Unless perhaps there is some means by which the design causes the contacts that are opened during normal operation by the application of that control voltage are somehow also kept open when the amp is off. And then immediately closed at turn-on, for the duration of the warmup period. In which case a defect in the relay might be responsible for the issue. But I can’t envision how that scenario could occur, with the amp still able to operate reliably. So most likely the issue is caused not by a flaw in the relay but by a flaw in the thinking of the designer.

Best regards,
-- Al

+1 Al

looks like you found it! Nevertheless an active amplifier works as specified with input impedance as stated when powered up - I am not sure what happens to the input buffering on all amps when switched off - probably most remain high impedance but that is not a given hence my warning that amps are designed to be used when switched on.

Similary for line level inputs for different members of a band you can’t just branch all the inputs directly to one amplifier input - their gear is all connected to a MIXER that not only allows volume adjustments/effects but as a minimum the mixer buffers the outputs of individual instruments from affecting each other....

shadorn's comment about input impedance triggered a question I've been meaning to ask: Can the generally published spec for amplifiers' input impedance, e.g., 47K ohms for the Vincent, be simply measured at the input ports, presumably with the amplifier turned on, or there's a lot more involved in taking this measurement? Thanks again for all the education.
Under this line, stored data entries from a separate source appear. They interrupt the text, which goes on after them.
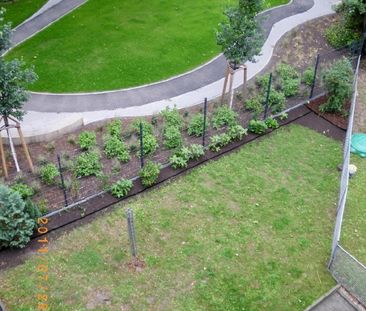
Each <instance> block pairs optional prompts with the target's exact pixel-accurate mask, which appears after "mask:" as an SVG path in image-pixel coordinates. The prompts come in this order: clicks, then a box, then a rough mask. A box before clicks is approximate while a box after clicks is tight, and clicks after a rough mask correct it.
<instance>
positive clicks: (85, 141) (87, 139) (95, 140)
mask: <svg viewBox="0 0 366 311" xmlns="http://www.w3.org/2000/svg"><path fill="white" fill-rule="evenodd" d="M96 144H97V135H96V134H95V133H94V132H88V131H84V132H82V133H80V135H79V146H80V148H81V149H83V150H89V149H90V148H91V147H94V146H95V145H96Z"/></svg>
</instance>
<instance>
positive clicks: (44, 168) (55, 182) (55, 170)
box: [39, 163, 60, 186]
mask: <svg viewBox="0 0 366 311" xmlns="http://www.w3.org/2000/svg"><path fill="white" fill-rule="evenodd" d="M39 175H40V177H41V180H42V182H43V183H45V184H46V185H49V186H50V185H54V184H56V182H57V181H56V177H58V176H60V172H59V171H58V169H57V167H56V165H55V164H53V163H48V164H46V165H43V166H41V168H40V169H39Z"/></svg>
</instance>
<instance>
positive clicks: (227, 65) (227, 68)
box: [221, 64, 230, 103]
mask: <svg viewBox="0 0 366 311" xmlns="http://www.w3.org/2000/svg"><path fill="white" fill-rule="evenodd" d="M229 76H230V65H229V64H228V65H227V69H226V75H225V82H224V88H223V90H222V96H221V103H223V102H224V97H225V94H226V88H227V82H228V81H229Z"/></svg>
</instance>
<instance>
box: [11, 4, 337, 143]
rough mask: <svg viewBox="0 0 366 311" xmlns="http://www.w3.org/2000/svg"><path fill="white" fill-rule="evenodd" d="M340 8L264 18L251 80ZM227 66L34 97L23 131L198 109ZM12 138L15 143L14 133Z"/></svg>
mask: <svg viewBox="0 0 366 311" xmlns="http://www.w3.org/2000/svg"><path fill="white" fill-rule="evenodd" d="M66 1H77V0H66ZM79 1H80V0H79ZM337 2H338V1H337V0H294V1H293V2H292V3H291V4H289V5H287V6H283V7H279V8H275V9H272V10H270V11H267V12H265V13H263V15H265V16H267V19H265V20H264V21H262V23H264V24H263V25H264V27H265V29H266V33H267V34H268V37H267V40H266V42H265V43H264V45H263V48H262V53H261V56H259V57H258V58H257V62H256V63H255V64H248V67H249V72H248V78H249V79H250V78H252V77H254V76H255V75H256V74H258V73H259V72H260V71H261V70H263V69H264V68H265V66H266V65H267V64H268V62H269V61H270V59H271V57H272V54H273V50H274V47H275V45H276V43H277V42H278V41H279V40H280V39H281V37H282V36H283V35H284V34H285V33H287V32H288V31H290V30H292V29H293V28H295V27H296V26H298V25H300V24H302V23H304V22H306V21H309V20H312V19H315V18H318V17H321V16H325V15H328V14H331V13H333V9H332V6H333V5H334V4H335V3H337ZM61 3H62V2H61ZM61 3H60V4H61ZM286 16H287V17H286ZM225 66H226V64H225V60H224V58H223V57H222V56H219V57H217V58H216V59H214V60H213V61H211V62H210V63H208V64H206V65H205V66H203V67H201V68H198V69H197V70H195V71H193V72H190V73H188V74H185V75H182V76H180V77H176V78H173V79H170V80H167V81H163V82H159V83H156V84H153V85H148V86H143V87H138V88H133V89H128V90H121V91H113V92H104V93H94V94H90V93H89V94H66V95H65V94H61V95H57V94H44V93H33V94H32V98H31V99H30V101H29V102H28V103H26V105H25V108H26V110H27V111H28V114H27V115H26V116H25V119H24V122H23V131H24V132H25V136H26V137H27V138H28V141H40V140H44V139H46V138H47V139H53V138H55V137H56V136H57V135H59V134H61V133H65V132H68V131H70V130H71V129H74V128H75V127H77V126H80V124H81V123H84V124H88V123H91V122H95V121H99V120H104V119H108V118H114V117H124V116H144V115H149V114H153V113H157V112H159V111H161V110H162V109H164V108H165V107H167V106H174V105H176V106H177V107H178V108H184V107H190V106H194V105H197V104H199V103H201V102H202V101H203V99H204V98H205V97H207V98H208V99H213V98H216V97H217V96H219V95H220V92H221V90H222V86H223V80H224V79H223V74H224V70H225ZM241 83H242V73H240V72H238V73H237V75H236V77H235V81H234V86H235V87H239V86H240V84H241ZM14 136H15V137H16V133H14Z"/></svg>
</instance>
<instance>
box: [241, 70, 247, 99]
mask: <svg viewBox="0 0 366 311" xmlns="http://www.w3.org/2000/svg"><path fill="white" fill-rule="evenodd" d="M242 68H243V70H244V83H243V100H244V99H245V97H246V95H247V82H248V67H247V65H243V66H242Z"/></svg>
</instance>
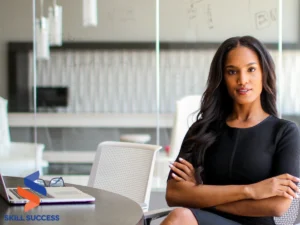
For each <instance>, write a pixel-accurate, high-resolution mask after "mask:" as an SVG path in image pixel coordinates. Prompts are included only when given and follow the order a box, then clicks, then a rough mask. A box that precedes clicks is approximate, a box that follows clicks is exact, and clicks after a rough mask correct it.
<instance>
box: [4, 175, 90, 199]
mask: <svg viewBox="0 0 300 225" xmlns="http://www.w3.org/2000/svg"><path fill="white" fill-rule="evenodd" d="M22 188H23V189H26V190H27V191H29V192H32V193H33V194H35V195H37V196H39V198H40V203H68V202H94V201H95V198H94V197H93V196H91V195H89V194H86V193H84V192H82V191H80V190H79V189H77V188H75V187H46V191H47V196H44V195H42V194H40V193H38V192H36V191H33V190H31V189H30V188H25V187H22ZM0 195H1V196H2V197H3V198H4V199H5V200H6V201H7V202H8V203H10V204H26V203H27V202H28V201H29V200H27V199H25V198H23V197H22V196H20V195H19V194H18V192H17V187H15V188H7V187H6V185H5V182H4V179H3V176H2V175H1V174H0Z"/></svg>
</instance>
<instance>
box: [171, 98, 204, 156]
mask: <svg viewBox="0 0 300 225" xmlns="http://www.w3.org/2000/svg"><path fill="white" fill-rule="evenodd" d="M200 102H201V95H190V96H186V97H183V98H182V99H180V100H178V101H177V102H176V113H175V118H174V122H173V127H172V134H171V141H170V153H169V157H170V158H172V159H175V158H176V157H177V155H178V153H179V150H180V147H181V144H182V141H183V138H184V136H185V135H186V133H187V131H188V129H189V128H190V126H191V125H192V124H193V123H194V122H195V121H196V116H197V111H198V110H199V109H200Z"/></svg>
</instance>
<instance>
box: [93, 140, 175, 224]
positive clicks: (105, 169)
mask: <svg viewBox="0 0 300 225" xmlns="http://www.w3.org/2000/svg"><path fill="white" fill-rule="evenodd" d="M160 149H161V146H157V145H148V144H138V143H127V142H102V143H100V144H99V145H98V148H97V152H96V156H95V160H94V162H93V166H92V169H91V173H90V177H89V181H88V186H89V187H94V188H99V189H103V190H106V191H110V192H113V193H117V194H120V195H123V196H125V197H128V198H130V199H132V200H134V201H135V202H137V203H139V204H140V206H141V207H142V209H143V211H144V212H145V221H146V222H147V223H150V221H151V220H152V219H153V218H159V217H162V216H165V215H167V214H168V213H169V212H170V211H171V209H162V210H156V211H153V212H147V211H148V208H149V201H150V193H151V184H152V175H153V169H154V162H155V158H156V154H157V152H158V151H159V150H160Z"/></svg>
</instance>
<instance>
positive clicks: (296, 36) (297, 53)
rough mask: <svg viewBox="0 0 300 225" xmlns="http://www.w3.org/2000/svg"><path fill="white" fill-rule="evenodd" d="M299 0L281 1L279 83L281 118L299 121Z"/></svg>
mask: <svg viewBox="0 0 300 225" xmlns="http://www.w3.org/2000/svg"><path fill="white" fill-rule="evenodd" d="M299 7H300V5H299V1H287V2H284V3H283V13H282V20H283V21H289V23H283V32H282V39H283V43H282V56H281V57H282V61H281V63H282V70H281V71H280V72H281V79H280V83H279V99H280V113H281V116H282V118H283V119H287V120H291V121H294V122H295V123H296V124H297V125H298V126H299V124H300V123H299V122H300V119H299V118H300V117H299V115H300V105H299V101H298V99H297V89H298V83H299V82H298V79H299V78H298V77H299V71H300V70H299V63H298V62H299V60H300V58H299V57H300V51H299V43H300V42H299V40H300V37H299Z"/></svg>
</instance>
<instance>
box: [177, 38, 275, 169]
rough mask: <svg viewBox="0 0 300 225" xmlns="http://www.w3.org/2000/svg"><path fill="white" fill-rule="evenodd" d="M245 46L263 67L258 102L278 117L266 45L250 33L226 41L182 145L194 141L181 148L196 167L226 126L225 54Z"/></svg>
mask: <svg viewBox="0 0 300 225" xmlns="http://www.w3.org/2000/svg"><path fill="white" fill-rule="evenodd" d="M238 46H244V47H247V48H249V49H251V50H253V51H254V52H255V53H256V54H257V56H258V58H259V62H260V66H261V68H262V74H263V75H262V76H263V77H262V83H263V90H262V93H261V96H260V97H261V104H262V108H263V110H264V111H265V112H267V113H268V114H270V115H273V116H277V109H276V74H275V65H274V62H273V59H272V57H271V55H270V54H269V52H268V51H267V49H266V47H265V46H264V45H263V44H262V43H261V42H260V41H259V40H257V39H256V38H254V37H251V36H243V37H232V38H229V39H227V40H225V41H224V42H223V43H222V44H221V45H220V46H219V48H218V50H217V52H216V53H215V55H214V57H213V60H212V63H211V66H210V70H209V75H208V80H207V84H206V90H205V92H204V93H203V96H202V99H201V106H200V111H199V113H198V114H197V120H196V122H195V123H194V124H193V125H192V126H191V128H190V129H189V131H188V134H189V135H188V136H189V138H185V140H184V142H183V145H184V144H188V143H187V142H189V143H194V144H193V147H192V148H184V149H182V150H183V152H181V154H180V155H181V156H183V157H186V158H189V157H191V156H193V157H192V159H193V161H194V160H196V161H194V162H195V163H196V164H197V165H198V166H199V165H203V162H204V154H205V151H206V150H207V149H208V148H209V147H210V146H211V145H212V144H213V143H214V142H215V140H216V138H217V137H218V135H220V133H221V131H222V129H223V127H224V126H225V123H226V119H227V117H228V116H229V115H230V113H232V109H233V99H232V98H231V97H230V96H229V94H228V92H227V88H226V84H225V81H224V67H225V62H226V58H227V55H228V53H229V52H230V51H231V50H232V49H234V48H236V47H238Z"/></svg>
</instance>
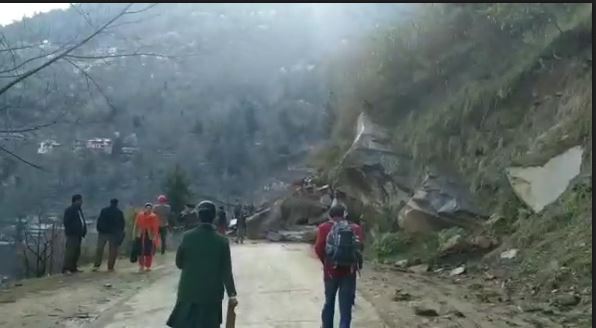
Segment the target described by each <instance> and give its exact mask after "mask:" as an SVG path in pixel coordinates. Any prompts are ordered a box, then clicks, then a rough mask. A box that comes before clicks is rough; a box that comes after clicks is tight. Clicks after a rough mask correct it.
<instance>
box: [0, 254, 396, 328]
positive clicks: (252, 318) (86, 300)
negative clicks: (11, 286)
mask: <svg viewBox="0 0 596 328" xmlns="http://www.w3.org/2000/svg"><path fill="white" fill-rule="evenodd" d="M232 256H233V261H234V273H235V276H236V283H237V286H238V293H239V297H238V299H239V302H240V305H239V307H238V308H237V321H236V324H237V327H259V328H278V327H279V328H282V327H283V328H292V327H295V328H301V327H309V328H312V327H318V326H319V317H320V310H321V305H322V304H323V298H322V281H321V268H320V264H319V263H318V262H317V261H316V260H315V259H314V258H313V257H312V253H311V251H310V248H309V246H307V245H299V244H291V245H285V244H246V245H241V246H234V247H233V249H232ZM121 264H122V263H121ZM123 265H125V266H126V268H124V269H121V270H120V271H119V273H117V274H115V275H109V274H107V273H97V274H93V273H85V274H82V275H81V276H79V277H53V278H48V279H46V280H47V281H46V283H47V284H48V286H47V288H46V289H45V290H41V291H33V290H31V291H29V292H27V291H23V292H22V295H20V296H19V297H18V298H17V299H16V301H15V302H11V303H5V304H2V305H0V327H39V328H42V327H43V328H46V327H89V328H99V327H105V328H134V327H139V328H140V327H164V326H165V324H164V323H165V321H166V319H167V317H168V315H169V313H170V310H171V309H172V306H173V304H174V300H175V297H176V286H177V283H178V277H179V272H178V270H177V269H176V268H175V267H174V266H173V255H172V254H170V255H168V257H166V258H158V265H157V267H156V269H155V270H154V272H152V273H150V274H138V273H135V272H134V269H135V268H134V266H132V265H130V264H128V263H127V264H122V265H121V267H122V266H123ZM67 286H70V287H67ZM22 288H26V286H23V287H22ZM30 288H31V289H35V288H33V287H30ZM354 327H366V328H381V327H385V326H384V325H383V324H382V323H381V320H380V318H379V316H378V315H377V313H376V311H375V310H374V308H373V307H372V305H371V304H370V303H369V302H367V301H366V300H364V299H363V298H362V297H360V296H358V297H357V300H356V308H355V312H354Z"/></svg>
Nevertheless an active amplifier works as specified with input impedance as stated when powered up - I am not sure what happens to the input buffering on all amps when switched off - probably most remain high impedance but that is not a given hence my warning that amps are designed to be used when switched on.

Well said, Shadorne. It may or may not be an issue from a sonic standpoint depending on the specific designs that are involved.

Also, generally speaking I'd expect that the uncontrolled and unpredictable variations in input impedance that may occur in some unpowered components would be more likely to be an issue in the case of solid state designs than in the case of tube designs, particularly if bipolar transistors are used rather than FETs. Also, it's very conceivable that in many such designs the unpowered input impedance could even vary significantly as a function of signal level, which would increase the likelihood of adverse sonic effects on the signal path that is being used. But where the active device itself has a very high input impedance even when not powered, an example being the grid of a tube, the input impedance of the unpowered circuit would usually be determined essentially by resistors. And in those cases it would presumably be little different in the powered and unpowered states.

That possibility of uncontrolled and possibly varying input impedance in some unpowered components is the main reason, BTW and IMO, that having an unpowered component connected to the signal path might in some cases have adverse effects on sonics, that wouldn't occur if the component was powered up. Not the alleged phenomenon that was referred to earlier involving "out of phase backflow current."   Simple calculations will show that for cable lengths that are typically used in a home audio system energy reflected back from a destination component to the component supplying the signal will arrive at the component supplying the signal with a phase delay in the vicinity of 0.2 degrees at 20,000 Hz, and with vastly smaller delays than even that at mid-range and bass frequencies. Not to mention that reflection effects will be essentially non-existent at frequencies below RF.

Best regards,
-- Al
   

Pick up awards at the Wolf Garcia center any time. I have had 2 to 3 things hooked up to my preamp outputs (2 RCA and one XLR) with zero apparent issues for a while now, currently using 2 (tube power amp and a SS amp used for deck speakers) as I no longer have anything that utilizes the XLR outs…the third thing was a little headphone amp…may have to get a pair of XLR adapters to get the headphone amp back in the system, although it’s rarely used. I had wondered about a related topic when Morrow noted you can break in their cables by driving them to another component that is off (preamp to unpowered power amp for example). Seems weird as I would think a component that’s off would act like something that’s not there at all and not draw any signal...but hey…maybe Morrow knows things.